The board said the move would place it closer to end demand for its products and help to manage its global operations. As its peer group is principally located in the US, Bookham said it could compete on an equal footing for investment and acquisition opportunities.
CEO Giorgio Anania said that in the four years since its IPO, its business has changed significantly. Moving its base to the US would more accurately reflect the current profile of the company, give it a better platform to execute its strategy, and position it closer to developments in the industry.

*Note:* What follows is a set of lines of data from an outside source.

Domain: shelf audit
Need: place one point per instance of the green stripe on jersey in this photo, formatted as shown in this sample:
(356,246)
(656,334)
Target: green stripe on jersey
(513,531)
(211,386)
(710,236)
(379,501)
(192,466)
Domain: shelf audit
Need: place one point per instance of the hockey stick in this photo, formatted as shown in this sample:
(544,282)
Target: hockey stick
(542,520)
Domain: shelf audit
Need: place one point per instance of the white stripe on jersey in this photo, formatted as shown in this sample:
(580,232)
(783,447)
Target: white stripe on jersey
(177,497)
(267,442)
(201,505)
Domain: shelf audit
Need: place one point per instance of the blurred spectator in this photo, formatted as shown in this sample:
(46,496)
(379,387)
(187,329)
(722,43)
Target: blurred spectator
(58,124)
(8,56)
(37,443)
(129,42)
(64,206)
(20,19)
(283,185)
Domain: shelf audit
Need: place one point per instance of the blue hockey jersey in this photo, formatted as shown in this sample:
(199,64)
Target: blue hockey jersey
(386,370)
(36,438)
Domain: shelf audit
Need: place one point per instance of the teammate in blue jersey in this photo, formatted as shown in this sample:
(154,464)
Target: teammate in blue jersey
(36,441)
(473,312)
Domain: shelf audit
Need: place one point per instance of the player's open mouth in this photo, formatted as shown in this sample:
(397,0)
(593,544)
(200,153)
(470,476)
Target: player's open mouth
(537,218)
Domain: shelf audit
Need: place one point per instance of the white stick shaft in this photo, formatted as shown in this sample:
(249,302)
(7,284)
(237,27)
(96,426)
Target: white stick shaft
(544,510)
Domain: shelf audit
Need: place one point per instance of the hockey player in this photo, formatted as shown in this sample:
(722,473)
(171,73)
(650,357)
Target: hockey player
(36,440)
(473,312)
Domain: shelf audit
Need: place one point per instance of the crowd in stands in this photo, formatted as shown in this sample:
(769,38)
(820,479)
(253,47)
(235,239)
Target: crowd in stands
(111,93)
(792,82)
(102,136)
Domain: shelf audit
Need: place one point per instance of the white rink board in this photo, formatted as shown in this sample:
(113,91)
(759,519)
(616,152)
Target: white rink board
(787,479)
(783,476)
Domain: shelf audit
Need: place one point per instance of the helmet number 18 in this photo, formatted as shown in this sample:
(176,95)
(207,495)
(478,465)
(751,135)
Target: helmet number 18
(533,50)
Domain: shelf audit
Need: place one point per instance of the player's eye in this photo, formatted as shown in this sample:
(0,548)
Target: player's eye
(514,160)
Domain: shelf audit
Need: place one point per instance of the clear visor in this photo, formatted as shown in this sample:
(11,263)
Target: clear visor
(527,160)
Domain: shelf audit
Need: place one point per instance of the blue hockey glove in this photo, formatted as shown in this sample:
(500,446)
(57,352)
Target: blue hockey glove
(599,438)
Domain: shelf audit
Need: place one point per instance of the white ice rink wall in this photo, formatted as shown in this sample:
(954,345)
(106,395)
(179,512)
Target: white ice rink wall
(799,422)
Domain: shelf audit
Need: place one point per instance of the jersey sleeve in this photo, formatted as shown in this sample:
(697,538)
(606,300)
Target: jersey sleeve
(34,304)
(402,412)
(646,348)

The shift reflects the reality that that most of the important networking companies are based in the US, and the market for Bookham’s components has taken off far more slowly than the company anticipated so it faces a more difficult struggle for orders than it originally expected.

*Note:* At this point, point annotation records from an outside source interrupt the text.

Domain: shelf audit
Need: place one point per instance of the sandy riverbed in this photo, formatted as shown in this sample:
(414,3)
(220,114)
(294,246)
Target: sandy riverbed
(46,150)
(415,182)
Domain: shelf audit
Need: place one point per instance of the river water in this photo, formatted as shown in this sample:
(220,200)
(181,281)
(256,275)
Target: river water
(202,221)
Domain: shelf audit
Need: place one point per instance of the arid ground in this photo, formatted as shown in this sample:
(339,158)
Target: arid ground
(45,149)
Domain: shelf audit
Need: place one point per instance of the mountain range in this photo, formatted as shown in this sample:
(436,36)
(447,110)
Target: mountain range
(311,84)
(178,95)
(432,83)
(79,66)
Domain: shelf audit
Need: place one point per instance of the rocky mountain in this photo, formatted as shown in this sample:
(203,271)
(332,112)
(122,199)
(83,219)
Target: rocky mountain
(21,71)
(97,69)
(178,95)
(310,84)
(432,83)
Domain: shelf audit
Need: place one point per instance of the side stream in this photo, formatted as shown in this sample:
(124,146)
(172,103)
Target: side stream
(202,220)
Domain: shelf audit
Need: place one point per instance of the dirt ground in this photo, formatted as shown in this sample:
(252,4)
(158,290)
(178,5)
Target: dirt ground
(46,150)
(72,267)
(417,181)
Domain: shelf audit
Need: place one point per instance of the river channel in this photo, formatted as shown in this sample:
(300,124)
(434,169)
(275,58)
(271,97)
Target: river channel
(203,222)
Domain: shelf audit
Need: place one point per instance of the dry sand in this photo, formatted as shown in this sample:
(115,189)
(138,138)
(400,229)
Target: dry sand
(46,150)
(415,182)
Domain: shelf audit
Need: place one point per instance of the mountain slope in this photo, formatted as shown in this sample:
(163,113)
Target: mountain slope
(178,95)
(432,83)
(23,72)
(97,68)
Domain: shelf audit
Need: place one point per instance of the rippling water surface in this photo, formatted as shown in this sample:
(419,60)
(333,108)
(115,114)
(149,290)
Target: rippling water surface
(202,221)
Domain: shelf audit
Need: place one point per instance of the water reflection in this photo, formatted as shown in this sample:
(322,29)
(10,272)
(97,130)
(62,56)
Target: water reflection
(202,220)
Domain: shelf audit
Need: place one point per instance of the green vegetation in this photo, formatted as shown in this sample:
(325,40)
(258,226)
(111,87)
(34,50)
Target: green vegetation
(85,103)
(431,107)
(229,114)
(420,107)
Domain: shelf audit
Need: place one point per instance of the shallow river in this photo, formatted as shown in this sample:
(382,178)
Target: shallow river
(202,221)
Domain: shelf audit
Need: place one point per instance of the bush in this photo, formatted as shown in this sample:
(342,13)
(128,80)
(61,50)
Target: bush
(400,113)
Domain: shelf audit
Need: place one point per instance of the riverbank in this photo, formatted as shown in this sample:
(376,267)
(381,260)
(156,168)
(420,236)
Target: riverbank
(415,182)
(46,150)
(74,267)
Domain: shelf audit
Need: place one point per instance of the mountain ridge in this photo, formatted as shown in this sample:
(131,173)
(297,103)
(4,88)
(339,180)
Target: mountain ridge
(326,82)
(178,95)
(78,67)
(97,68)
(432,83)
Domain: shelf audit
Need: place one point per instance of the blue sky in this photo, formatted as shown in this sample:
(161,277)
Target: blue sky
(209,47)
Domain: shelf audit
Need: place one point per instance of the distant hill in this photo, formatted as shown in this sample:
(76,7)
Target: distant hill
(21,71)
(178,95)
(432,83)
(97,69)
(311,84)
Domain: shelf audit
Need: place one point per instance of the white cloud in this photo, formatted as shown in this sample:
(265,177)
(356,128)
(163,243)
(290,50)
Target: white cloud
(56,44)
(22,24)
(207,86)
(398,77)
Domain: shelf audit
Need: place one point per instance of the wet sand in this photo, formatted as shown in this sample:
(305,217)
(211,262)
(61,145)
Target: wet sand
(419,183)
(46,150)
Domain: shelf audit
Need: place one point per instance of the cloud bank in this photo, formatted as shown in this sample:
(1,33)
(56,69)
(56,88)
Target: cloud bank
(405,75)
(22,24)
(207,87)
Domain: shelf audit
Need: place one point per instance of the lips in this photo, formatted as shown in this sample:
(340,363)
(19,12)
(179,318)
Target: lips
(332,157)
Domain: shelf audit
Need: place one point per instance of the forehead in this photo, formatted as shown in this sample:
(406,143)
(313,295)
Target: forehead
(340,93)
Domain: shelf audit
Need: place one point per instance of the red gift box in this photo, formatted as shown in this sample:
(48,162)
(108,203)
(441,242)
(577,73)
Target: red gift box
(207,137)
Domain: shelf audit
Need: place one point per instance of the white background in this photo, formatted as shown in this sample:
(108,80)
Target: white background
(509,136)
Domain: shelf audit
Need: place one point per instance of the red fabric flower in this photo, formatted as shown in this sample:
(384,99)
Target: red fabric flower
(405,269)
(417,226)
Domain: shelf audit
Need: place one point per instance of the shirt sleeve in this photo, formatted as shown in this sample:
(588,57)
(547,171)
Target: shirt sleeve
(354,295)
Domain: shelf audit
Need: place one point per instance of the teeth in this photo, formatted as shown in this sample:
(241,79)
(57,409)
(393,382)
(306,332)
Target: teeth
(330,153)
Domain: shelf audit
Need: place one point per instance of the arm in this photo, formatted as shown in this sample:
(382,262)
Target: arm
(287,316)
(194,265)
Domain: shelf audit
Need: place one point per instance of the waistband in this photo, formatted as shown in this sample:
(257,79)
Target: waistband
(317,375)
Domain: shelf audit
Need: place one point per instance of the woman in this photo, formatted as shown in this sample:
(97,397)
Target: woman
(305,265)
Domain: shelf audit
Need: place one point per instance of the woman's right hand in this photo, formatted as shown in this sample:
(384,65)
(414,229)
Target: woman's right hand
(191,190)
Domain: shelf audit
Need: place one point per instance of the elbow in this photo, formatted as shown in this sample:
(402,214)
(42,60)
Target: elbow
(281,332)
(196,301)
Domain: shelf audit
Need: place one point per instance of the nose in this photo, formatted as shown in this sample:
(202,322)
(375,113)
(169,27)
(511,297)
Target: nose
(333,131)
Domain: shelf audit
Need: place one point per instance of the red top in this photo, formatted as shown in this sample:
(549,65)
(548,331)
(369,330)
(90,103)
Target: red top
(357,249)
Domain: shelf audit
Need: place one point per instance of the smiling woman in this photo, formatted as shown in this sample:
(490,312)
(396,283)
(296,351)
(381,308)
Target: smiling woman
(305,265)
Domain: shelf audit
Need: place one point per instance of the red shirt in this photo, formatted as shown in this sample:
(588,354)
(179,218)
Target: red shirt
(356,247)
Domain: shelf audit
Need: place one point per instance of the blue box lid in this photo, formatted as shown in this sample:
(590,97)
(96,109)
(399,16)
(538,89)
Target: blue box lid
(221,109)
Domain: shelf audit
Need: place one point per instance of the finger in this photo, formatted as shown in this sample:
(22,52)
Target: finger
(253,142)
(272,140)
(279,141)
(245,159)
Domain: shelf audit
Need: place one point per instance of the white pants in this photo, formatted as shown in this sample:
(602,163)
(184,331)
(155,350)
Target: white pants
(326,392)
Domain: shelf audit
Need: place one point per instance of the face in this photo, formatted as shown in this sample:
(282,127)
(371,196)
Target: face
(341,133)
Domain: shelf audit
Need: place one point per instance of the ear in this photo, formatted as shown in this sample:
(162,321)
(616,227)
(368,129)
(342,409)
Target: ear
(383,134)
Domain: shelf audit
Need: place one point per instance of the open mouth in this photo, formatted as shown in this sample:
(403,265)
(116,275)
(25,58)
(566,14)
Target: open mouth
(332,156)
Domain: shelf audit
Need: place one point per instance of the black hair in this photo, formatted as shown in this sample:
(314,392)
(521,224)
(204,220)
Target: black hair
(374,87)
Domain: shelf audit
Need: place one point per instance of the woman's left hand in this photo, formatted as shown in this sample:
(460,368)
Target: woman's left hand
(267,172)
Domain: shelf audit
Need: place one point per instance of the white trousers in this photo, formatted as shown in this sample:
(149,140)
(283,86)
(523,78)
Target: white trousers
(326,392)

After its IPO in 2000, during the dot-com boom, the company’s stock briefly reached 53.02 pounds ($97.9m), valuing the company at 12.9bn pounds ($23.5bn). But its customers’ orders book quickly shrivelled as carriers cut spending, and Bookham’s share price is now just 0.53 pounds ($0.96), putting a value of just 138.4m pounds ($251.9m) on the company.
However, the market downturn enabled Bookham to buy up the optical component operations of equipment operators Marconi Plc and Nortel Networks Corp, giving it a far more robust product portfolio to take on its major and much larger competitor JDS Uniphase Corp.
The Abingdon, UK-based company is still mired in losses and reported a net loss of 24.9m pounds ($39.8m) for the first quarter to March 31, up from a loss of 16.9m pounds ($27.1m) on revenue of 21m pounds ($33.6m), up from 5.6m pounds ($8.9m).